Both days will have identical schedules, with camp life interpretation beginning at 8 AM and battle demonstrations being held at 11:30 AM.

Other military demonstrations will be held through the rest of the day, with "General Washington" reviewing the troops at 3 PM followed by a Cavalry Demonstration at 4 PM to end the day.

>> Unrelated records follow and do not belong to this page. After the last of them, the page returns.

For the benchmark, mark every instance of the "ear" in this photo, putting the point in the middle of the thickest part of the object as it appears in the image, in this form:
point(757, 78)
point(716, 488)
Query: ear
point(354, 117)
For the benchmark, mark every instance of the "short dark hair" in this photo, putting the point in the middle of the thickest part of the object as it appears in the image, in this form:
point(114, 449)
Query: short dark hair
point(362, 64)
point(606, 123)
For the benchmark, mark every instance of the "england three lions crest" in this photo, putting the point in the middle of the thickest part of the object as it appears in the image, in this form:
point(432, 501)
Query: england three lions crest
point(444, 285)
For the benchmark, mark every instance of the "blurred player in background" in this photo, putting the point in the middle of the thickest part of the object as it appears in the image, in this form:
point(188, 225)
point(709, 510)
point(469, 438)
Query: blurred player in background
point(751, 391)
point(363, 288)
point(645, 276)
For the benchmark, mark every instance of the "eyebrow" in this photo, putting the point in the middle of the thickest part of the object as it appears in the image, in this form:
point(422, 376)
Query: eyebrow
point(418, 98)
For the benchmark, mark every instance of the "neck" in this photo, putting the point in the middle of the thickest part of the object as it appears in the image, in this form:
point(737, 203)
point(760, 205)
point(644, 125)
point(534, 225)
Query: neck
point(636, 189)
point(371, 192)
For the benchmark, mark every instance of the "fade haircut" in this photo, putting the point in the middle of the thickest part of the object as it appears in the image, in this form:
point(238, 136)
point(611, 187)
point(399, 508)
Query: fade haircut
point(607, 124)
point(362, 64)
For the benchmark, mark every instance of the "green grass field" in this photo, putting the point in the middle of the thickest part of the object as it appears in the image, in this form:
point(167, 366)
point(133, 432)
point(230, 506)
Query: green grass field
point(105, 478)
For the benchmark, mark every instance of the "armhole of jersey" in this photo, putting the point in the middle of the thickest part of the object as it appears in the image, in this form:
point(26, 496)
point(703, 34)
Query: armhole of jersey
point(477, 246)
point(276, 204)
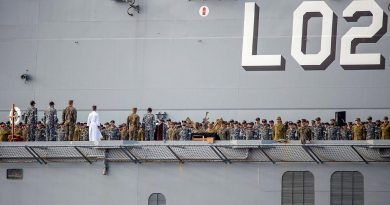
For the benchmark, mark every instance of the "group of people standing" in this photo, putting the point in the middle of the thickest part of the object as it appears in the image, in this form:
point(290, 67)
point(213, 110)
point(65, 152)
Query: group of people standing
point(50, 120)
point(150, 128)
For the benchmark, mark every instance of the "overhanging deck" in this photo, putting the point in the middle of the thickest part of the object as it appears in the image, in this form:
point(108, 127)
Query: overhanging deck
point(191, 151)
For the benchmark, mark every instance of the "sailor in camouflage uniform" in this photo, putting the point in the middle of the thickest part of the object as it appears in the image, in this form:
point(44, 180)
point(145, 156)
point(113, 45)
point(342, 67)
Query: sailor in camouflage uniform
point(370, 127)
point(235, 132)
point(304, 131)
point(185, 133)
point(333, 131)
point(84, 133)
point(171, 131)
point(265, 132)
point(292, 133)
point(318, 130)
point(50, 119)
point(358, 130)
point(378, 129)
point(223, 132)
point(40, 133)
point(113, 131)
point(385, 129)
point(60, 132)
point(132, 124)
point(69, 118)
point(256, 128)
point(149, 125)
point(248, 132)
point(31, 119)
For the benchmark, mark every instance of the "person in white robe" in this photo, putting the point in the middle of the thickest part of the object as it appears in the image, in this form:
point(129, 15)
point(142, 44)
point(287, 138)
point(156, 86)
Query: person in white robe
point(93, 123)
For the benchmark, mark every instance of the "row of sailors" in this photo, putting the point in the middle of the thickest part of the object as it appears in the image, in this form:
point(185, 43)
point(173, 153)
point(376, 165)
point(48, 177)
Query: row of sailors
point(232, 130)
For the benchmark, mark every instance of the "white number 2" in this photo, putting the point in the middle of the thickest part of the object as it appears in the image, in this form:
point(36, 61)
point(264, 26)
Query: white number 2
point(351, 60)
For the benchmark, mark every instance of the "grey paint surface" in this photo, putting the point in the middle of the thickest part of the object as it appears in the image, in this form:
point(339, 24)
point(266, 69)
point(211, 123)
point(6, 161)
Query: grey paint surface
point(170, 58)
point(188, 184)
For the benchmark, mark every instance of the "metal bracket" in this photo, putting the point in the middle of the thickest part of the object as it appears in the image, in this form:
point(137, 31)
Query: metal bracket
point(220, 154)
point(32, 154)
point(37, 155)
point(85, 157)
point(354, 149)
point(105, 162)
point(311, 154)
point(269, 158)
point(129, 155)
point(174, 154)
point(314, 154)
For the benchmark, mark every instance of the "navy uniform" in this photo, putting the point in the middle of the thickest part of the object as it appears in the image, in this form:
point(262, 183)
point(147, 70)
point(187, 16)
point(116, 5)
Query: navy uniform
point(132, 124)
point(50, 119)
point(69, 117)
point(113, 133)
point(60, 133)
point(265, 132)
point(247, 133)
point(149, 125)
point(370, 129)
point(235, 132)
point(40, 133)
point(223, 132)
point(305, 132)
point(31, 119)
point(84, 133)
point(291, 133)
point(333, 131)
point(318, 130)
point(185, 133)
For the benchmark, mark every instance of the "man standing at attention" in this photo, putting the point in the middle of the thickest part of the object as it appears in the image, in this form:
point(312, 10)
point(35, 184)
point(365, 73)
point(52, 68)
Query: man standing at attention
point(50, 119)
point(133, 124)
point(385, 129)
point(31, 120)
point(279, 131)
point(93, 122)
point(69, 117)
point(149, 125)
point(358, 130)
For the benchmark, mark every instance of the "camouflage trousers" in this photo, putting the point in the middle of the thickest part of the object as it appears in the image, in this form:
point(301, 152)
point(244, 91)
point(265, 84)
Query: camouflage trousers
point(50, 132)
point(149, 135)
point(31, 132)
point(69, 131)
point(133, 133)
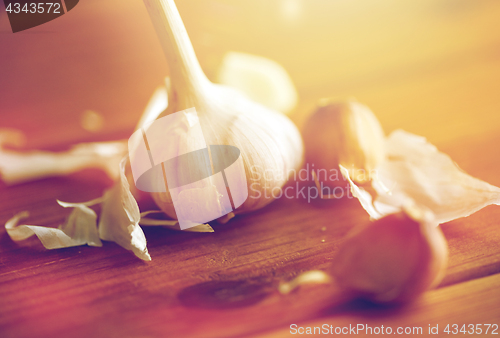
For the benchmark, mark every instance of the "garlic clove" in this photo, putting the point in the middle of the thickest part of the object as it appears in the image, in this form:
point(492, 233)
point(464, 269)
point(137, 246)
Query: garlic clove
point(267, 139)
point(394, 259)
point(344, 133)
point(18, 167)
point(417, 169)
point(120, 216)
point(170, 224)
point(364, 198)
point(263, 80)
point(80, 228)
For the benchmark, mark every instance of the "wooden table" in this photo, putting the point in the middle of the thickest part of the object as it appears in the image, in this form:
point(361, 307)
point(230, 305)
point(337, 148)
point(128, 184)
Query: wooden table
point(431, 67)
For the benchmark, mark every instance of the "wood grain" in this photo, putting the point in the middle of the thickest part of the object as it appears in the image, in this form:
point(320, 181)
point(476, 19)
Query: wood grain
point(430, 67)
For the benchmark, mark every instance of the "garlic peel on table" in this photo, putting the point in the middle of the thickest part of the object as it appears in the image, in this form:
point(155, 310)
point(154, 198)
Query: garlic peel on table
point(393, 259)
point(399, 169)
point(416, 170)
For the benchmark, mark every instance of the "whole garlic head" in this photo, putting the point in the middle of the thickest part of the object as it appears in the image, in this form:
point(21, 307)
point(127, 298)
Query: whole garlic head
point(393, 259)
point(268, 140)
point(344, 133)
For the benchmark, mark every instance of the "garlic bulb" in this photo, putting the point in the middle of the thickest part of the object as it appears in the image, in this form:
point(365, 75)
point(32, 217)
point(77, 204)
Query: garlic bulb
point(268, 141)
point(344, 133)
point(393, 259)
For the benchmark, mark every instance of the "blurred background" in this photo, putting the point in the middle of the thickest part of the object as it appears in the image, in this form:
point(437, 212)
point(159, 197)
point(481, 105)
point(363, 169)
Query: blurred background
point(431, 67)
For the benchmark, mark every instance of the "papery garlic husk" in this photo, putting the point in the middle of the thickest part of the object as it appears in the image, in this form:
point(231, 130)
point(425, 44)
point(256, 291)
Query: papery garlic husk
point(268, 140)
point(394, 259)
point(416, 170)
point(343, 133)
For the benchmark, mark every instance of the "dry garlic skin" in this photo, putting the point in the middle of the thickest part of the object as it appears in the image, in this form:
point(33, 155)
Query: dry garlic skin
point(344, 133)
point(391, 260)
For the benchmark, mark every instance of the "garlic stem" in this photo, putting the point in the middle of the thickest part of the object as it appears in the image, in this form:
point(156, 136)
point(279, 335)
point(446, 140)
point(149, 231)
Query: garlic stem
point(185, 70)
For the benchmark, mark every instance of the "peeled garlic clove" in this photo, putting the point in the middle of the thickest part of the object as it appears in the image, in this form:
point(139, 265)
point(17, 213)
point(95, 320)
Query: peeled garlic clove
point(344, 133)
point(393, 259)
point(263, 80)
point(120, 216)
point(80, 228)
point(17, 167)
point(268, 140)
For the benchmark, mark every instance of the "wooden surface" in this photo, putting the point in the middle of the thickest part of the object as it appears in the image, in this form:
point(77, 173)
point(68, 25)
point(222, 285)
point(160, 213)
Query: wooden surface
point(431, 67)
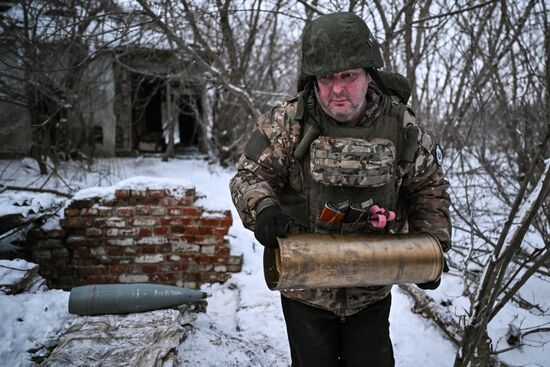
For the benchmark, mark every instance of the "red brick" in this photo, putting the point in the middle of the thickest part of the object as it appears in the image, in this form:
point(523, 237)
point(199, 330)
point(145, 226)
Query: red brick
point(168, 201)
point(124, 232)
point(89, 212)
point(222, 250)
point(115, 222)
point(144, 221)
point(94, 232)
point(179, 229)
point(70, 222)
point(84, 203)
point(174, 212)
point(122, 194)
point(191, 230)
point(226, 222)
point(103, 279)
point(209, 222)
point(192, 212)
point(118, 269)
point(81, 252)
point(161, 230)
point(209, 240)
point(206, 230)
point(175, 221)
point(157, 193)
point(77, 241)
point(147, 201)
point(105, 212)
point(92, 270)
point(99, 223)
point(134, 269)
point(125, 212)
point(150, 268)
point(148, 249)
point(145, 232)
point(164, 277)
point(143, 210)
point(184, 202)
point(72, 212)
point(221, 231)
point(114, 250)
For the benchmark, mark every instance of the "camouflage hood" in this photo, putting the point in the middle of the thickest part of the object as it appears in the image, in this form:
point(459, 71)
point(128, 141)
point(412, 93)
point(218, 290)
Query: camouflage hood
point(336, 42)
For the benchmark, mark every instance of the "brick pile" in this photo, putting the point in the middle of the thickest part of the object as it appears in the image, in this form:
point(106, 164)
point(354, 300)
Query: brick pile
point(140, 235)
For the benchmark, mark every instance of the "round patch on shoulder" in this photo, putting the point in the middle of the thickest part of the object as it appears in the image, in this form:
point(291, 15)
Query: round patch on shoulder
point(438, 155)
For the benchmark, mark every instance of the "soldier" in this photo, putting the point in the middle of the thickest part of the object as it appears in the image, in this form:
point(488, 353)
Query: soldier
point(346, 137)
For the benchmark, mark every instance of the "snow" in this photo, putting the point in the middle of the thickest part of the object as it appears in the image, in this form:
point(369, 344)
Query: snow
point(13, 271)
point(177, 187)
point(244, 325)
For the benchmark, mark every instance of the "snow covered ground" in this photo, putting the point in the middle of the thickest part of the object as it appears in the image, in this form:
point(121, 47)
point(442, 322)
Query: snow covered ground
point(243, 325)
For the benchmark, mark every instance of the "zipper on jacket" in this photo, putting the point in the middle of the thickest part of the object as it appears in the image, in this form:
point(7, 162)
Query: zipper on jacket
point(342, 295)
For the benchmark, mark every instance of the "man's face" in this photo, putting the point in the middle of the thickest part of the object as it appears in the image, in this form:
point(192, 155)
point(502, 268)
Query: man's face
point(343, 95)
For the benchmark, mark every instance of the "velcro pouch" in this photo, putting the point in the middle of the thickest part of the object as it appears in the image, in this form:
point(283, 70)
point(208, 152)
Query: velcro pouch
point(352, 161)
point(256, 145)
point(410, 144)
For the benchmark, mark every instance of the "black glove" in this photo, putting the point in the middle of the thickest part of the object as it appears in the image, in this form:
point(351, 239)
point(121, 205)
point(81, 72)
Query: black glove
point(433, 285)
point(270, 224)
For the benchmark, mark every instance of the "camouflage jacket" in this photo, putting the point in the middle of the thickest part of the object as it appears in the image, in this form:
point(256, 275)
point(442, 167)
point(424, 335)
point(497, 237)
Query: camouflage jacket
point(422, 190)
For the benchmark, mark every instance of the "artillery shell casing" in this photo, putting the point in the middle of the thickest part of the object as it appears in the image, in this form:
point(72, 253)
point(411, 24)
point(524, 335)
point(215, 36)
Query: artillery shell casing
point(102, 299)
point(306, 261)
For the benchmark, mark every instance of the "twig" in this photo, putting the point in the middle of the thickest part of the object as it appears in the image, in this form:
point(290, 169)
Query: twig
point(31, 189)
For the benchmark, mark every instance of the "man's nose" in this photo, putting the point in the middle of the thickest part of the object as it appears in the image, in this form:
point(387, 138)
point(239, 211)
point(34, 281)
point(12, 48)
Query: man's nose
point(338, 86)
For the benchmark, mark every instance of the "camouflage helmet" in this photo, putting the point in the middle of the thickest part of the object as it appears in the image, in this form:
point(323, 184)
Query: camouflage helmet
point(336, 42)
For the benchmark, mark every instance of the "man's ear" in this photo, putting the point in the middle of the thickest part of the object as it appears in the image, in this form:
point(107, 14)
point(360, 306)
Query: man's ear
point(369, 77)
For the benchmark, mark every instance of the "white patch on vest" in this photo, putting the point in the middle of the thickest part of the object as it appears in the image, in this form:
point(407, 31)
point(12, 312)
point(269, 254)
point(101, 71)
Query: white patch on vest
point(352, 161)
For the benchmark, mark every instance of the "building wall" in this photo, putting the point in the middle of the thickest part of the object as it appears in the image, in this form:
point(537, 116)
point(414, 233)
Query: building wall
point(15, 122)
point(142, 236)
point(97, 106)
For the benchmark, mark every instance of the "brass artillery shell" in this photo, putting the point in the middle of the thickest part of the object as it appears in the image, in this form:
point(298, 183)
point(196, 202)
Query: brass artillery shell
point(332, 261)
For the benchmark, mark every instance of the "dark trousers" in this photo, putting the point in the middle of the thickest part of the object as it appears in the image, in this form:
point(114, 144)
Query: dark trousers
point(319, 338)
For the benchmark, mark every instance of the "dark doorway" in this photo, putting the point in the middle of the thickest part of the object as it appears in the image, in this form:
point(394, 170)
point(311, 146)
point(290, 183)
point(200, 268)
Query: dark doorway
point(147, 95)
point(188, 124)
point(149, 98)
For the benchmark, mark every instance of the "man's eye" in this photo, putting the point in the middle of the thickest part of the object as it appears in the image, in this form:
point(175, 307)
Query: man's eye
point(349, 77)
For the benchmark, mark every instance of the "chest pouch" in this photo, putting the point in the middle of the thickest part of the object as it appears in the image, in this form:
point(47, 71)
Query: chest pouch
point(352, 161)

The afternoons will also have sessions focused on Lady Washington and women in the Revolution from 12 PM to 4 PM.

Getting There

George Washington's Mount Vernon
3200 Mount Vernon Memorial Highway
Mount Vernon, VA 22121

Tickets: All events are included with paid admission - Adults $17, Youth $9, Children 5 and Under Free
Parking: There is usually plenty of free parking in lots near the gates of Mount Vernon

Directions from Emerson: 
  • I-95S to I-95S/I-495S (Capital Beltway) toward Richmond, VA
  • Stay to the right (Local Traffic) as you get ready to cross the Potomac River (Woodrow Wilson Bridge)
  • From I-495 take US 1 South (Exit 177A) in Alexandria, VA for 4.7 miles making a slight left on VA-235 (Mount Vernon Highway) and go 2 miles to Mount Vernon
    • (Alternate scenic route: Take Exit 177B/177C in Alexandria, VA toward Mount Vernon; then follow George Washington Memorial Parkway 9.1 miles along the Potomac River to Mount Vernon)

Bonus Trivia:
  • 1774: John Parke Custis, George Washington's stepson, marries Eleanor Calvert (granddaughter of the Fifth Baron Baltimore) at Mount Airy Mansion in Upper Marlboro, MD. John Parke Custis would contract "camp fever" at the Siege of Yorktown and die in 1781.
  • 1799: General Henry "Light-Horse Harry" Lee eulogizes George Washington at his funeral with the words, "First in war -- first in peace -- and first in the hearts of his countrymen."
  • 1803: John and Eleanor's son George Washington Parke Custis builds Arlington House on the banks of the Potomac River with a magnificent panoramic view of Washington DC.
  • 1831: George Washington Parke Custis' daughter Mary Anna Randolph Custis marries Light-Horse Harry's son Robert E. Lee.
  • 1861: The Union confiscates Arlington House at the outbreak of the Civil War, as the home of rebel commander Robert E. Lee.
  • 1864: Quartermaster General Montgomery C. Meigs converts Arlington House into what is today Arlington National Cemetery, with the first graves in the rose garden. The house still stands on a hill in the center of the cemetery.